OSMANLI'NIN SON, CUMHURİYET'İN İLK YILLARINDA KADIN
Türklerde kadının İslamiyet'ten önceki toplumsal statüsü Arap – İslam kültürünün etkesiyle zamanla geriledi. Osmanlı'nın son, Cumhuriyet'in ilk yıllarında Türkiye'de kadın toplumdan tamamen dışlanmıştı. İslam hukukunun koruyucu kayıtlarına rağmen evlenme ve boşanmada kadının söz hakkı yoktu. Bu da kadını çok defa ve çok yerlerde bir mal gibi alınır, satılır hale getirmişti.
Kadın tek başına sokağa çıkamazdı, kocası bile olsa bir erkekle yan yana yürüyemezdi. Kadınlar, evde, sokakta, mahallede her yerde erkeklerin üstlendiği ortak bir “ahlak bekçiliğinin” baskısı altında idiler. Toplu taşıma araçlarında kadınlarla erkekler bir arada oturamazdı. Üniversitelerde bile kızlar ve erkekler ayrı otururlardı. Kadınlar, sinema ve tiyatrolarda rol alamazdı. Mirasta kız çocuğa erkek çocuğun yarısı kadar hak verilirdi. Mahkemelerde iki kadının tanıklığı, bir erkeğin tanıklığına eşitti. Seçme ve seçilme hakları yoktu.

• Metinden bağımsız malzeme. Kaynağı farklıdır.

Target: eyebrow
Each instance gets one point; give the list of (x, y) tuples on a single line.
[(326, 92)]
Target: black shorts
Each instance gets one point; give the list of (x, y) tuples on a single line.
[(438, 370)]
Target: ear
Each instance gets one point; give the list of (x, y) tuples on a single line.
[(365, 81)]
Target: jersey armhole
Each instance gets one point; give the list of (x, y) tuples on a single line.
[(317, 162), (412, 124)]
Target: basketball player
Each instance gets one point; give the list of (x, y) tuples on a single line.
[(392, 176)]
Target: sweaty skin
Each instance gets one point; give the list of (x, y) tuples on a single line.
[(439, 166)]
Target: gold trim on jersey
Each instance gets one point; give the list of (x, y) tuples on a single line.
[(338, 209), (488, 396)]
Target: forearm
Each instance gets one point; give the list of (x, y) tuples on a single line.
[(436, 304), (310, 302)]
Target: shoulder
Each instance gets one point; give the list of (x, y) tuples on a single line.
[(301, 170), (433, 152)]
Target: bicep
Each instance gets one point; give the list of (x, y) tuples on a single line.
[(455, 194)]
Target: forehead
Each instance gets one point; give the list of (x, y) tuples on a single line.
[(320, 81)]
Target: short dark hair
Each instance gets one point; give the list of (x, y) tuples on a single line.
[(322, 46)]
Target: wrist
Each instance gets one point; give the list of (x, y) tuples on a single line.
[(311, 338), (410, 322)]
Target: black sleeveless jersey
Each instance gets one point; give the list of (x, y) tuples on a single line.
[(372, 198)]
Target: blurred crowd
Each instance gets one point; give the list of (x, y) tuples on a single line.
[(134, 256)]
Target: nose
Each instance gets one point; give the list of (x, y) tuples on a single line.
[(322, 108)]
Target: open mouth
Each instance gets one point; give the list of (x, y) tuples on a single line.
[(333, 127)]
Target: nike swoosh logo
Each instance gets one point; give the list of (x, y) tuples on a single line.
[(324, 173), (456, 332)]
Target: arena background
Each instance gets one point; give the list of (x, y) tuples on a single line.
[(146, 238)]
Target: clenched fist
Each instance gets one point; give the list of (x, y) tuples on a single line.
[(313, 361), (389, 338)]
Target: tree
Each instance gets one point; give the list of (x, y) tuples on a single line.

Bu durum Atatürk'ün kurduğu ve çağdaş uygarlığa ulaşma ve geçme hedefini gösterdiği Türkiye Cumhuriyeti'ne yakışmıyordu. Kurtuluş Savaşı'nın kazanılmasında kadınların büyük özverilerinin rolü inkar edilemezdi. Bu durumun düzeltilmesi devrimin önemli bir ögesi olmalı, Türk kadını toplumda hak ettiği düzeye kavuşturulmalıydı. Bu aynı zamanda eşit haklara dayalı demokrasinin de gereğiydi. Demokratikleşme acilen başlamalıydı. Egemenliğin ulusa geçtiği dönemde toplumun yarısını oluşturan kadılar da egemenlik yetkisini kullanabilmeliydi. Ayrıca ekonomik kalkınma hamlesine giren genç cumhuriyetin kadın emeğine gereksinimi vardı. Atatürk, “kadın devrimini” de diğer devrimlerde olduğu gibi halkla devamlı temas halinde adım adım gerçekleştirmiştir.